Familial Exudative Vitreoretinopathy (FEVR) is a hereditary disorder characterized by peripheral avascular retina with neovascularization. Although FEVR has been thoroughly described in multiple literature publications from different countries, there are currently limited articles describing the phenotypes of FEVR among South-East Asian Descendent. This paper describes the clinical phenotype of the FZD4 gene with c.1501_1502 deletion in a 4-generation case series of a South East Asian family.


We reviewed a 4-generation case series of a South-East Asian descendent family consisting of 27 family members with 10 members diagnosed with FEVR. We observed the clinical phenotype of these series of patients, including some of the family members who underwent whole-exome sequencing, PCR amplification and DNA sequencing techniques to identify the mutated gene.


Frameshift mutation (c.1501_1502del) were found in FZD4 gene in this series of patients with the age ranging from 1 month old to 69 years old.

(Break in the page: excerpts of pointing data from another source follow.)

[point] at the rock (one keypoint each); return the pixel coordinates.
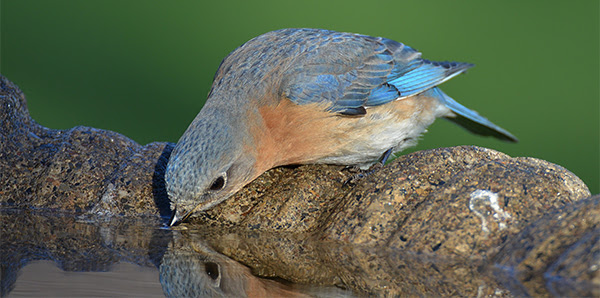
(80, 170)
(562, 247)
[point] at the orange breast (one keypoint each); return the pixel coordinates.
(288, 133)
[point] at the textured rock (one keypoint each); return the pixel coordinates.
(562, 247)
(80, 170)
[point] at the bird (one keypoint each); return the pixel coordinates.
(309, 96)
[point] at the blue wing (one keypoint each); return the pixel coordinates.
(354, 71)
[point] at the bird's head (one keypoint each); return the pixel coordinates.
(207, 166)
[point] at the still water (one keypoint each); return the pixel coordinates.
(51, 255)
(64, 255)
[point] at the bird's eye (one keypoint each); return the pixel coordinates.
(218, 184)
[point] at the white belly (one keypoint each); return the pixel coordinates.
(396, 125)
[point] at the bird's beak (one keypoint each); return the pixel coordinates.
(177, 218)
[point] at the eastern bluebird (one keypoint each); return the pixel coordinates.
(298, 96)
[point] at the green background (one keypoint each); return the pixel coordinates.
(143, 68)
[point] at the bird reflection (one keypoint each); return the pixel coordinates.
(190, 268)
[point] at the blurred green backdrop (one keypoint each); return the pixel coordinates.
(143, 68)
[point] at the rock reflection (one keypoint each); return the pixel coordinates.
(213, 262)
(190, 268)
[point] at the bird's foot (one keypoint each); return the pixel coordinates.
(360, 174)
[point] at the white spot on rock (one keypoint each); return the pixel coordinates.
(484, 204)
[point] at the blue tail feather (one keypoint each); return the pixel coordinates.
(470, 119)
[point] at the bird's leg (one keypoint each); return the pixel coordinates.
(364, 173)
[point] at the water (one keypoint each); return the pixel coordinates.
(55, 254)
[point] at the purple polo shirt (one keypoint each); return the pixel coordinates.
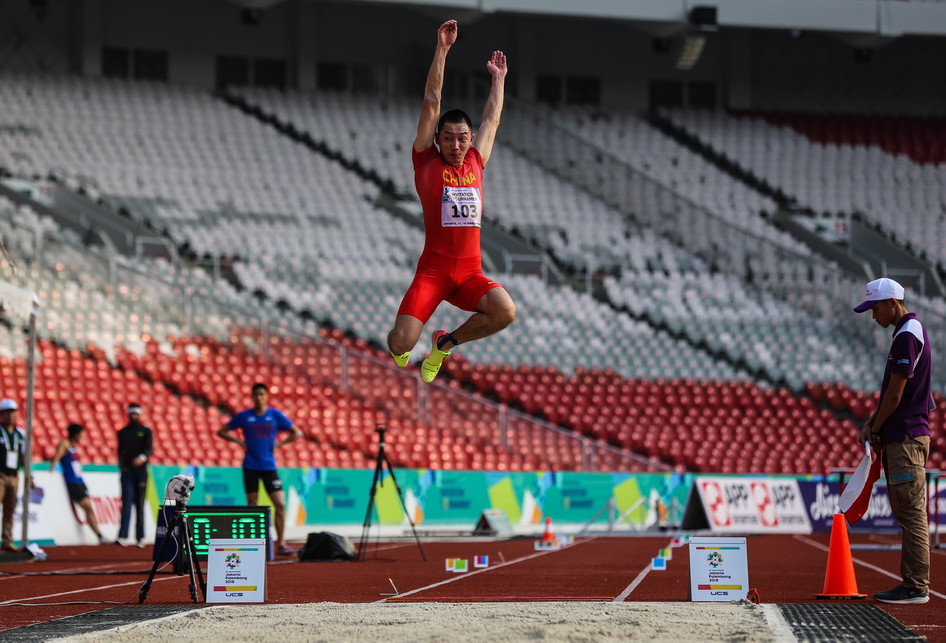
(910, 354)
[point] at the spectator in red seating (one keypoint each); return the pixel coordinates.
(68, 456)
(900, 429)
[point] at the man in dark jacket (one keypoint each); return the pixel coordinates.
(134, 449)
(12, 441)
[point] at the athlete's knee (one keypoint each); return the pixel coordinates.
(504, 314)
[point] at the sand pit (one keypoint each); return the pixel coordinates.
(394, 622)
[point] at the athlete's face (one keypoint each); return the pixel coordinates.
(884, 312)
(454, 140)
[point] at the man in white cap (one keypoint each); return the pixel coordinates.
(12, 444)
(900, 429)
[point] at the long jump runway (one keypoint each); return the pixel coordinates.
(599, 588)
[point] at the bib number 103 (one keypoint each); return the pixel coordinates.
(465, 211)
(460, 207)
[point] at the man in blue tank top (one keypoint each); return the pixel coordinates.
(67, 456)
(260, 427)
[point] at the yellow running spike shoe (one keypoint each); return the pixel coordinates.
(431, 365)
(402, 359)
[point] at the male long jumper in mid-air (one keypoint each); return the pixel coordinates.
(448, 175)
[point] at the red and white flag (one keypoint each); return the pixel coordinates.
(856, 495)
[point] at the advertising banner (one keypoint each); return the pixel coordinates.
(746, 505)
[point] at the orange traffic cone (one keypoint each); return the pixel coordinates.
(839, 581)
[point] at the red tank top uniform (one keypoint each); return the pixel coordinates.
(450, 267)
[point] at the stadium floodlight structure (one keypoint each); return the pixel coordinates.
(22, 304)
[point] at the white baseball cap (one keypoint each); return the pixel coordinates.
(879, 290)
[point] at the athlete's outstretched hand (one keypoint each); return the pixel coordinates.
(497, 65)
(447, 34)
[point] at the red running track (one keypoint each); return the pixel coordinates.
(784, 569)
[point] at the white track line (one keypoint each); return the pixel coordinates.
(880, 570)
(83, 590)
(630, 588)
(69, 571)
(479, 571)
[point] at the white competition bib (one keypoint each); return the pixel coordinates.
(13, 448)
(460, 207)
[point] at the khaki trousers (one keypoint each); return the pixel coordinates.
(9, 485)
(905, 470)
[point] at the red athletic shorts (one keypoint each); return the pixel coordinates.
(459, 281)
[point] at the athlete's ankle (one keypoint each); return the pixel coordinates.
(446, 342)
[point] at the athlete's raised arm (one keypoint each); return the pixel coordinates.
(430, 109)
(494, 105)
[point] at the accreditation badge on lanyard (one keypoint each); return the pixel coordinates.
(13, 450)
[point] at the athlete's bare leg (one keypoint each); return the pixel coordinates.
(495, 311)
(403, 337)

There was a 100% (4/4) of our paediatric patients being diagnosed within 21 days of life. It was also found that 75% of patients (6/8) less than 40 years old exhibited disease asymmetry of 2 stages or more and 80% (8/10) had a history of vitreoretinal surgery or diode laser photocoagulation, with a further 50% of the adult patients identified as legally blind; the mean age of blindness was 18-years-old.


Phenotypic manifestation of FZD4 gene with c.1501_1502del mutation can be identified within the neonatal period. They have relatively greater clinical asymmetry of 2 stages or more compared to other mutations. Without treatment, most of them will have bilateral severe visual impairment around the adolescent age group.


Familial exudative vitreoretinopathy (FEVR) was first described by Criswick and Schepens in 1969 as congenital, bilateral vitreoretinopathy with no history of premature birth and oxygen therapy [1]. FEVR is characterized by the peripheral avascular retina and subsequently lead to complication due to retina ischemia [2]. These includes peripheral neovascularization, vitreous haemorrhage, retinal traction with temporal dragging, macular dragging, falciform retinal fold and retinal detachment [2, 3].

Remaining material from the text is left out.